WASHINGTON (AFP) — The nine major US airlines are increasingly using outside contractors to perform maintenance work, making the Federal Aviation Authority's (FAA) oversight duties more difficult, a government report said this week.

The trend has seen airlines more than double the amount of repairs the outsource over four years, increasing the major work they outsource to 71 percent of all maintenance work in 2007, up from 34 percent in 2003.

The report from the Transportation Department's inspector general also found that safety oversight of the airlines' maintenance work needs improvement.

While steps have been taken to improve oversight, the FAA "still faces challenges in determining where the most critical maintenance occurs and ensuring sufficient oversight," said investigators.

The FAA relies heavily on the airlines' own oversight, but investigators reported that the airlines' audit programs were inefficient.

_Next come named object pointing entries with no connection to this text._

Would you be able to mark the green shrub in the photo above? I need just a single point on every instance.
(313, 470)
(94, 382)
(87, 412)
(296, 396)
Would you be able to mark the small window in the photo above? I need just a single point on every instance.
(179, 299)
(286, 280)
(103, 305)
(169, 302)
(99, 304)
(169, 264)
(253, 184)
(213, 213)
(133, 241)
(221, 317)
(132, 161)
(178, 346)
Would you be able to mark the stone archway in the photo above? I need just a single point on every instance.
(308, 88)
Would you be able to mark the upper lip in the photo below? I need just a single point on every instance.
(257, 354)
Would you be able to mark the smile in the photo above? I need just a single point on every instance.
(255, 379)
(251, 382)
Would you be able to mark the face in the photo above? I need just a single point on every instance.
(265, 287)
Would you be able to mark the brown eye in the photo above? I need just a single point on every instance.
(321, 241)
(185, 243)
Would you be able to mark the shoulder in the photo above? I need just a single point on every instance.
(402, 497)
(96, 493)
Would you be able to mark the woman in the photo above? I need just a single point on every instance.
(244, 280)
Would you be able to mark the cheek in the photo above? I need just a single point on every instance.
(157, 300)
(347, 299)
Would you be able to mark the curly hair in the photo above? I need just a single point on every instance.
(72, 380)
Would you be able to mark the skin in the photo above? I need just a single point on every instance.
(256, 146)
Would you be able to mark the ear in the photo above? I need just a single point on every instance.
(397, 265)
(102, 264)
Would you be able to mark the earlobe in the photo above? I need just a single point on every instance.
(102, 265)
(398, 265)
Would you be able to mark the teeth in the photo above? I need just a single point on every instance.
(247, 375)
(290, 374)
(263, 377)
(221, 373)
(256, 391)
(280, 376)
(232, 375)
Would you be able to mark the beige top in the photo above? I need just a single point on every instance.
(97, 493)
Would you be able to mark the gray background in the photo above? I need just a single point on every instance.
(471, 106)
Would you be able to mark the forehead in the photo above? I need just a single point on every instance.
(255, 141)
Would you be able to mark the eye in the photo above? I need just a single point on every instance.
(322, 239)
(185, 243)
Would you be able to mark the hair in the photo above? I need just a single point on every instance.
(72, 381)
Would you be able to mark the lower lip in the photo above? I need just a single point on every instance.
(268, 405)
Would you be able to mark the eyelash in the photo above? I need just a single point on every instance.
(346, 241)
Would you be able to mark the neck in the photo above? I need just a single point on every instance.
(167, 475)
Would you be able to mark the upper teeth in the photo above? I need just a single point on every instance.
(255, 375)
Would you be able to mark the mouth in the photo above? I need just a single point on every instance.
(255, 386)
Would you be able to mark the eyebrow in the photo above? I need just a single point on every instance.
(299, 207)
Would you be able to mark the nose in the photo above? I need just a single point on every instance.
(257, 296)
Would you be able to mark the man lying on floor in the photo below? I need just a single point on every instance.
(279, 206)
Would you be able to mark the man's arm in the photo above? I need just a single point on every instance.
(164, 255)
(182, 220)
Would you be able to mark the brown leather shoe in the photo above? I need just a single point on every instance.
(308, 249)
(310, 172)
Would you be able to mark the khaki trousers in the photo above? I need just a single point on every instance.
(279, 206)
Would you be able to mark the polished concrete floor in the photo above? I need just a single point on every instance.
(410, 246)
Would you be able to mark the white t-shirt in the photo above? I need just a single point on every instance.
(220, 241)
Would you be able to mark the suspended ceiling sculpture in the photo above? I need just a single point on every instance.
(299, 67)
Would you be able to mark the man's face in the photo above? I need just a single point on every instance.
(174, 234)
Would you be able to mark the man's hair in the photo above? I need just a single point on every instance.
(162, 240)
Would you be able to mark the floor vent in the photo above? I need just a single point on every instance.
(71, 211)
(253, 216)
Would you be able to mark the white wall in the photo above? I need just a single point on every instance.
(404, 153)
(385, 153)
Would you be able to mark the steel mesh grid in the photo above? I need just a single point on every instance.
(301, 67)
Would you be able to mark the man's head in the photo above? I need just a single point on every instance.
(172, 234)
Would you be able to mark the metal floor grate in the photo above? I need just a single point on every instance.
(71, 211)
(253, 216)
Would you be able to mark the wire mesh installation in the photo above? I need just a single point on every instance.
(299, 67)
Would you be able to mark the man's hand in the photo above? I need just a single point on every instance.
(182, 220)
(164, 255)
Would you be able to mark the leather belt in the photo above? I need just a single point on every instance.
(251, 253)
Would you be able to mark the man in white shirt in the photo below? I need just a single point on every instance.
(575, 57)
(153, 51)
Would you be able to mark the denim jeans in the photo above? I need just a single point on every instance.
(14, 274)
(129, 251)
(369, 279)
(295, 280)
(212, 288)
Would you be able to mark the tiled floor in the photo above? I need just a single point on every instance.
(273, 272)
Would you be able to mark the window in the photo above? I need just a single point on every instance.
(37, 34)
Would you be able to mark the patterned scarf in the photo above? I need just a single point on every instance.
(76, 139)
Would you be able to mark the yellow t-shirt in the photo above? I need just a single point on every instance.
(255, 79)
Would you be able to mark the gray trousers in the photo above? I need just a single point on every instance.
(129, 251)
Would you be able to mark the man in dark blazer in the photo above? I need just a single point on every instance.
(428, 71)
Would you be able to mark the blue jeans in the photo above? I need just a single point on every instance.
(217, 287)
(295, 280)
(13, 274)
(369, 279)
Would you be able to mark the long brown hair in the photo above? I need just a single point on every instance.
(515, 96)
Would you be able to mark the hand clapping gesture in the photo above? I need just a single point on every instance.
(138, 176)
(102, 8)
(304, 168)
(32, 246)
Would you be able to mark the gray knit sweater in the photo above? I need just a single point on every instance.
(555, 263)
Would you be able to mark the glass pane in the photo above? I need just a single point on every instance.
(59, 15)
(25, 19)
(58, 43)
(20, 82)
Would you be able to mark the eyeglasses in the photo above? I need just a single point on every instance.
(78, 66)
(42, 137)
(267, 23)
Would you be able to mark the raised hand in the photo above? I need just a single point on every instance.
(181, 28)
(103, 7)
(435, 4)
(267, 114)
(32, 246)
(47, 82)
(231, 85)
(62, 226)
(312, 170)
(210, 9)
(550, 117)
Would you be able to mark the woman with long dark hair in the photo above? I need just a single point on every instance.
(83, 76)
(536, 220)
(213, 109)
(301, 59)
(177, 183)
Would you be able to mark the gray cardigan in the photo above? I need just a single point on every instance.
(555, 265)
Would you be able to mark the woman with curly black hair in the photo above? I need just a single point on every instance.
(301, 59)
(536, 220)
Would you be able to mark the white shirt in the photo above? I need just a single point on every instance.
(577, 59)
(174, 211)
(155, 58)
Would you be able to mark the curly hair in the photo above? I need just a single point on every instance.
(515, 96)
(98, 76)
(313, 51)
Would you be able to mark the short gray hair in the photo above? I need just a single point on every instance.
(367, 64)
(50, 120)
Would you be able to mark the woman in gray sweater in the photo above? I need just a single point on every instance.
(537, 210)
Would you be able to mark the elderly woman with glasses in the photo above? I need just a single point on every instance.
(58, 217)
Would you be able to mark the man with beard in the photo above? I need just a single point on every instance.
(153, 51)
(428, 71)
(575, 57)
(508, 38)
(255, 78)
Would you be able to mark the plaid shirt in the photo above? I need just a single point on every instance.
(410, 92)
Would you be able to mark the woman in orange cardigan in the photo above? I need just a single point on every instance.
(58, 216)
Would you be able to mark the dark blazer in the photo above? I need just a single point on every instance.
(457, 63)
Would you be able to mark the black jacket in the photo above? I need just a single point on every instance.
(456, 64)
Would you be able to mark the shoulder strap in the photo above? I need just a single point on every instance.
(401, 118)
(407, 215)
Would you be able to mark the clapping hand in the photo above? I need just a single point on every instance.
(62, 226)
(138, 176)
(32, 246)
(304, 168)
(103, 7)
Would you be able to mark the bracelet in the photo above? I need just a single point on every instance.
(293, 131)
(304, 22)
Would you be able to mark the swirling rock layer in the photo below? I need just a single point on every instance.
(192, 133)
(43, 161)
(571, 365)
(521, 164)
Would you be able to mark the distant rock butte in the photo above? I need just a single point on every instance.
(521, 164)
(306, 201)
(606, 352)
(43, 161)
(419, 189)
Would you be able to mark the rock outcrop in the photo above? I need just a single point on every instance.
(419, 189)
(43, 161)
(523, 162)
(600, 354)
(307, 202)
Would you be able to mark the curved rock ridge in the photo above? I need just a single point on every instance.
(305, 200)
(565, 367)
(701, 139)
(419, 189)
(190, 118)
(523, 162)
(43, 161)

In some cases "maintenance problems either went undetected or reoccurred," the report said.

In one example, investigators found that FAA inspectors for an airline carrier only visited four of the carrier's 15 outside contractors.

In another example, an airline's foreign repair facility was not visited by inspectors for five years after it was initially approved by the FAA. By this time, the facility had worked on 39 of the 53 engines the airline sent for maintenance, investigators found.

The report also noted that in numerous repair stations "problems existed," such as "untrained mechanics, lack of required tools, and unsafe storage of aircraft parts."

Investigators said the majority of problems were "not immediate safety-of-flight issues," but that they could "affect aircraft safety over time if left uncorrected."

Some airlines, for example American Airlines, perform all maintenance in-house or within the United States, but the report noted air carriers have increased the amount of work outsourced to foreign contractors based largely in Central America and Asia.

Twenty-seven percent of heavy airframe maintenance were sent abroad in 2007, up from 21 percent in 2003, the report said.